Dinin asıl kaynağından sapıldığında tefrika kaçınılmazdır. Bilindiği üzere, dinimizdeki ihtilafların pek çoğu, peygamberimize nispet edilen ve hadis, sünnet diye adlandırılan haberlerden kaynaklanmaktadır. Hâlbuki Rabbimiz, 159. Âyetteki sen hiçbir şeyce onlardan değilsin ifadesiyle elçisini tefrika sebebi olmaktan uzak tutmakta, onu bu pisliklerden aklamaktadır. O hâlde dindar kişilerin de ilk günden beri "aynı" olan ve bugün de "aynı"lığı devam eden Gerçek Din'e uymaları, onda parçalanmalara yol açıp bölük bölük olanların yoluna uymamaları gerekmektedir. Aksi takdirde –ayette bildirildiği gibi– şüphesiz onların işi Allah'adır; yani onlar hakkındaki hüküm Allah tarafından verilecektir:
(Hacc: 17) Şüphesiz o iman etmiş kimseler, Yahudi olmuş kimseler, Sabiîler, Hıristiyanlar, Mecusiler ve eş koşmuş olanlar; şüphesiz Allah, Kıyâmet günü bunların arasını ayıracaktır. Şüphesiz Allah her şeye en iyi tanıktır.
Gerçek Din'in temel ilkeleri şunlardır:
1.Kâinatın tek ilâhı ve rabbi Yüce Allah'tır.
2.Sıfatlarında, güç ve kudretinde kimse O'nun dengi ve ortağı tutulamaz.
3.Tüm insanların dünyada yaptıklarının hesabını vereceği bir başka âlem kurulacaktır.
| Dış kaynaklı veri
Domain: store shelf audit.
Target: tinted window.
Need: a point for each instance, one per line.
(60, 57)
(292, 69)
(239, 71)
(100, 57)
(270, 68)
En'am 160. Âyette Rabbimiz, Kıyâmet günündeki hükmünü ve adaletindeki lütfunu beyan etmiş; o gün kimsenin haksızlığa uğratılmayacağını, kötülüklerin misliyle cezalandırılacağını, iyiliklerin ise 10 misli ile mükâfatlandırılacağını açıklamıştır. Kur'ân'da bu Âyetin mesajını içeren birçok Âyet daha mevcuttur:
Bakara Sûresinin 62; M'aide Sûresinin 69; Nahl Sûresinin 97; Kehf Sûresinin 88; Meryem Sûresinin 60; Tâ-Hâ Sûresinin 75, 82; Furkân Sûresinin 70, 71; Kasas Sûresinin 67, 80; Rûm Sûresinin 44; Sebe' Sûresinin 37. Âyetlerine bkz.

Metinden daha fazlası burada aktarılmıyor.